Financial Resilience in Rare Disease R&D 

Rare disease therapy development is defined by long timelines, high costs, and highly uncertain regulatory pathways. Drawing on your experience, what are the non-negotiable financial metrics or risk mitigation strategies you prioritize to ensure long-term operational resilience for an early-stage therapeutic or device pipeline?

Brewster: The most difficult decisions come down to selecting which programs to work on, which also means deciding which programs are NOT going to be worked on. Furthermore, some programs might need to be abandoned midway through. These choices have major economic impacts, and even more significant human impacts.

The process for making these portfolio decisions is one of the most important for Advancium to have a sustainable and resilient business. Finally, we have to be relentless and focused on communicating to the donor community our vision and results in order to encourage funding.

Personal Insights & Lessons for Mission-Driven Innovation 

As CFO of BrYet US, you are central to scaling operations and managing the financial risk of bringing products to patients.

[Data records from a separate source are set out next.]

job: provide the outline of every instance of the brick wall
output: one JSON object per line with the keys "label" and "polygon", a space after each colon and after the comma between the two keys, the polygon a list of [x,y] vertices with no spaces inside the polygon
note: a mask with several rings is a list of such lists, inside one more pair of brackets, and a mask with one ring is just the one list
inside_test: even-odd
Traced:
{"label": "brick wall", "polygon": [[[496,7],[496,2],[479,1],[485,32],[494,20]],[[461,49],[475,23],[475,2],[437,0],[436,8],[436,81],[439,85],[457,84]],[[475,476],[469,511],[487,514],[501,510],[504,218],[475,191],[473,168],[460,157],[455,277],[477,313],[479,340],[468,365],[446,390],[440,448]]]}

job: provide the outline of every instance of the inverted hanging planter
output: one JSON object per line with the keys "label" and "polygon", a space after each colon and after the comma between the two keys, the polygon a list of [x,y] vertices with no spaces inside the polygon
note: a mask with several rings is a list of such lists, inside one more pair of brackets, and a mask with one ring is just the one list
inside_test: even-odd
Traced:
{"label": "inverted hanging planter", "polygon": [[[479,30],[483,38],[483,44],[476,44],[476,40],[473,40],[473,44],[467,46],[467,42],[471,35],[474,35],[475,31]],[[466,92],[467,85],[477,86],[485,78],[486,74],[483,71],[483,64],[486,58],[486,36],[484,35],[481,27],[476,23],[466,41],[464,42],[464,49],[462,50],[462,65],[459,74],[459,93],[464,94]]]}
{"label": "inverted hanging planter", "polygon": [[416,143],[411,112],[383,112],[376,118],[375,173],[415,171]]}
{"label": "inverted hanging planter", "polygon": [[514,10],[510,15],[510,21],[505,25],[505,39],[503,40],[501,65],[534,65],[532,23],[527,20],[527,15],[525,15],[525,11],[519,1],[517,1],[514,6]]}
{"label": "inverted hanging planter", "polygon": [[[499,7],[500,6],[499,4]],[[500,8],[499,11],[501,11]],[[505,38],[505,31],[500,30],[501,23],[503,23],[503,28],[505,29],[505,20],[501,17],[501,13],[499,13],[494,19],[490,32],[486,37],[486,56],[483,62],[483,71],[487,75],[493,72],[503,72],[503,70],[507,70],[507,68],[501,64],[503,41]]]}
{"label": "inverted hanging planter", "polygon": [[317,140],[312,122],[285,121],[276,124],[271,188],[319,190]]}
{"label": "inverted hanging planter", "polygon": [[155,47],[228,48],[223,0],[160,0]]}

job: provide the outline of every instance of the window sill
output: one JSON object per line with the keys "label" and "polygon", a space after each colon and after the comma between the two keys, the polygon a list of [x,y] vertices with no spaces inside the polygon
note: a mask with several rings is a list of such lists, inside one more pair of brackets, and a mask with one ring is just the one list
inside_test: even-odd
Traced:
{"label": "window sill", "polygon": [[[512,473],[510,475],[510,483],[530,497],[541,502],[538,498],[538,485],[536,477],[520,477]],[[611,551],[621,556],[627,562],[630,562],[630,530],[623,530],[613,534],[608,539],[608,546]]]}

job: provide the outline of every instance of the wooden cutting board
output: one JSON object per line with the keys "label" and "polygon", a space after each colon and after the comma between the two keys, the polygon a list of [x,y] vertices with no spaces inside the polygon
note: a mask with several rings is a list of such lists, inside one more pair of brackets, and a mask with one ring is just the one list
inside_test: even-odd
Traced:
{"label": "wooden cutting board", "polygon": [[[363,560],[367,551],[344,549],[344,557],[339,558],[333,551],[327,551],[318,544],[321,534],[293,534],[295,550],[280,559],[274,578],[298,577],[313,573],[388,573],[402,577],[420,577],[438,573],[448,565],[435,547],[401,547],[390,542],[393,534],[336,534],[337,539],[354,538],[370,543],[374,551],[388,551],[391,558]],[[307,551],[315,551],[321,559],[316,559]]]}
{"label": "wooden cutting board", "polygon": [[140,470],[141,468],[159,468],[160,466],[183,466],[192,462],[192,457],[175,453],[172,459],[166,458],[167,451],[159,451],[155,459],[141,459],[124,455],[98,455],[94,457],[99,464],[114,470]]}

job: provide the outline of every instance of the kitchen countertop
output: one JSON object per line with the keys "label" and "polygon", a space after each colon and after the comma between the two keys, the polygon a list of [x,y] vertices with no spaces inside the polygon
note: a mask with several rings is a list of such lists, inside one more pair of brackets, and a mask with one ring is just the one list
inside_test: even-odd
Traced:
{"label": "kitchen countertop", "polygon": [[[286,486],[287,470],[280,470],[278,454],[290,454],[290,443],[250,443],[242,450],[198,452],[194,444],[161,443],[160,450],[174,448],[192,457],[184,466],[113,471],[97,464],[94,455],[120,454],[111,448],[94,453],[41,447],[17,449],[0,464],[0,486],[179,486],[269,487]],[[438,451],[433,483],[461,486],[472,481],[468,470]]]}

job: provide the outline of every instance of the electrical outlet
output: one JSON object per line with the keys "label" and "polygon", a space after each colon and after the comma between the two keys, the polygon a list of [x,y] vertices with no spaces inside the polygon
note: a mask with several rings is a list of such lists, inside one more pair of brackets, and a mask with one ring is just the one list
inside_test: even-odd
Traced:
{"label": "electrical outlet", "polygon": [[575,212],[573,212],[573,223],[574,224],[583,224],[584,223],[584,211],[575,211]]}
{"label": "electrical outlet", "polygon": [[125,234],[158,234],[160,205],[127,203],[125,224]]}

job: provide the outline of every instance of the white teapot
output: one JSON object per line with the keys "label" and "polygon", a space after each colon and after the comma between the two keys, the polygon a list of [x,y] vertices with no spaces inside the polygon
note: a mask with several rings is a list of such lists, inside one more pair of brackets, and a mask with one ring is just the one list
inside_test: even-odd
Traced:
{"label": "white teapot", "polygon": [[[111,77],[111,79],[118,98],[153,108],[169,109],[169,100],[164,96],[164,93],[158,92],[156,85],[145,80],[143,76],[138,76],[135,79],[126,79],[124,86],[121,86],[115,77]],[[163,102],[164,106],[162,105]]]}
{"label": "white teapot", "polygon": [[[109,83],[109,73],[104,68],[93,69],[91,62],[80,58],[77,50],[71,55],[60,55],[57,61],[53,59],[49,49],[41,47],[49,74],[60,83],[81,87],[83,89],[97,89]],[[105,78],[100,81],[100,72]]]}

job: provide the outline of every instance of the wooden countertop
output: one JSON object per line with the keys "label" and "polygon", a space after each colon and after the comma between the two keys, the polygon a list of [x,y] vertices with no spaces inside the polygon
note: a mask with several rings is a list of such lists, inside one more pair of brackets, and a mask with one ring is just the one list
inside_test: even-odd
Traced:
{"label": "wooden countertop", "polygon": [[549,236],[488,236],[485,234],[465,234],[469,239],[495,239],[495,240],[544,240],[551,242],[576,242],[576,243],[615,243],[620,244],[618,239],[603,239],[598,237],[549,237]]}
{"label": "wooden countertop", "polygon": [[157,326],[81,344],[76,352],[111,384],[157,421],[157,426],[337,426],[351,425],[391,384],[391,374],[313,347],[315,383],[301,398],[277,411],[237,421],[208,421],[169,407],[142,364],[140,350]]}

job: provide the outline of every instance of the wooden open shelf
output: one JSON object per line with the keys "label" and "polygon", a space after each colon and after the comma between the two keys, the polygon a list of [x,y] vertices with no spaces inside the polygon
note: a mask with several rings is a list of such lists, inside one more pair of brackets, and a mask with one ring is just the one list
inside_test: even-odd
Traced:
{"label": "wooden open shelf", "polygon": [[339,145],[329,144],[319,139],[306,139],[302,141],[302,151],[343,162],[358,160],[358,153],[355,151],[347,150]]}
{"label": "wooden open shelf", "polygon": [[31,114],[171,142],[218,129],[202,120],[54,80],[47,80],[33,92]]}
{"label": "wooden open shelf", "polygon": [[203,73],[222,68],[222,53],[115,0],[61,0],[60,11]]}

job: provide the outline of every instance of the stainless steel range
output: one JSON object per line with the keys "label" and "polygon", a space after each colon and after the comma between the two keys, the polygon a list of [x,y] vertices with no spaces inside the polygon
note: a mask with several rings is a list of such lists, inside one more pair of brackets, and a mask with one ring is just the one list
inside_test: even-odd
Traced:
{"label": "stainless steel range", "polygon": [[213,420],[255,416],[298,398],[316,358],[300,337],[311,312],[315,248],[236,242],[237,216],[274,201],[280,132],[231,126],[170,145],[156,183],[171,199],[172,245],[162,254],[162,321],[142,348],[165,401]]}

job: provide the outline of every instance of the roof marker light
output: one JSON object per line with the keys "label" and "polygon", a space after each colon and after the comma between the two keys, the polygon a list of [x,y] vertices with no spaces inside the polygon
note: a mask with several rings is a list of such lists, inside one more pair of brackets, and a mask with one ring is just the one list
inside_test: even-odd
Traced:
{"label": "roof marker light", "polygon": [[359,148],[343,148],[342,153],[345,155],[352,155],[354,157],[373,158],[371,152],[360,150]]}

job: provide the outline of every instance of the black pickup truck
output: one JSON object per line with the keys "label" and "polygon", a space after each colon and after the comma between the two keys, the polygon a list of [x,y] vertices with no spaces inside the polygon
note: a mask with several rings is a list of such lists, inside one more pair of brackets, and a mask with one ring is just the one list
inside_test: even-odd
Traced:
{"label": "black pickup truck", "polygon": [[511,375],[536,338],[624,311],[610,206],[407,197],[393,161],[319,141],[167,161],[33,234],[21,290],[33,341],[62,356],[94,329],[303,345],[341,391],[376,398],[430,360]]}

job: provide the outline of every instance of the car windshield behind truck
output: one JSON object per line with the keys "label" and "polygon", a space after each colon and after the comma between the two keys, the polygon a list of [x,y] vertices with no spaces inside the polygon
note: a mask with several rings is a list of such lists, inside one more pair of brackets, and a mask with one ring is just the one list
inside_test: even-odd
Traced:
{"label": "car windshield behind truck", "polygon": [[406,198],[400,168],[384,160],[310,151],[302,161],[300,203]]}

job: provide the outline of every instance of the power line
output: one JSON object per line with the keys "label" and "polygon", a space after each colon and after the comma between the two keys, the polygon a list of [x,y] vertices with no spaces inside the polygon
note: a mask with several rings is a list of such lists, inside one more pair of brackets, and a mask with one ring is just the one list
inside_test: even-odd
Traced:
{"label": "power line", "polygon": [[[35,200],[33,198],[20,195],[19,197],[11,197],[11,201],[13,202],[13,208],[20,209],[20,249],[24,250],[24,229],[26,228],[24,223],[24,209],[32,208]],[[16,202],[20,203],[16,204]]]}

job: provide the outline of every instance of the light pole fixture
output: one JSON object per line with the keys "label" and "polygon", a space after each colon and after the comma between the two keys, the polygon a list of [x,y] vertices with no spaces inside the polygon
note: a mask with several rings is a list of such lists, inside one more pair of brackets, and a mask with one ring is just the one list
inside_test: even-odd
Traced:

What is the single most important lesson from that experience regarding efficiently translating R&D into patient access, and how can a mission-driven organization like Advancium best partner with or fill gaps for commercial biotech to accelerate that translation?

Brewster: Advancium is committed to being judicious about its place in the biotech chain. Our ability to identify rare pediatric opportunities and rapidly advance these therapies to a place where commercial interests can get involved is a unique and core strength. As our products continue to advance, we can then identify how we expand our footprint. We are fortunate to have connections to Deerfield and other members of the biotech community to help us build our platform.

Vision for Impact

Looking ahead three to five years, what is the most tangible and meaningful impact that a nonprofit platform like Advancium/CobiCure can achieve for underserved patient populations that would make you say, 'This is why I dedicated my time'?

Brewster: Success can be a drug on the market that we facilitated; it could be a broad pipeline of opportunities that are being progressed. Success can also be an active and engaged donor community. I hope we can be an engine to encourage people to rally around the causes of solving rare pediatric diseases.

In the world of rare disease development, financial acumen is more than spreadsheets and risk models, it's about making choices that change lives. Gary Brewster brings this perspective to Advancium Health Network, where his strategic leadership helps transform the impossible into the achievable. By emphasizing disciplined portfolio decisions, championing donor engagement, and leveraging strategic partnerships, Gary is helping build a sustainable platform where rare pediatric diseases that have long been overlooked can finally find their champions. His commitment ensures that financial constraints don't determine which children receive hope and that donor generosity translates directly into therapies that reach patients who need them most.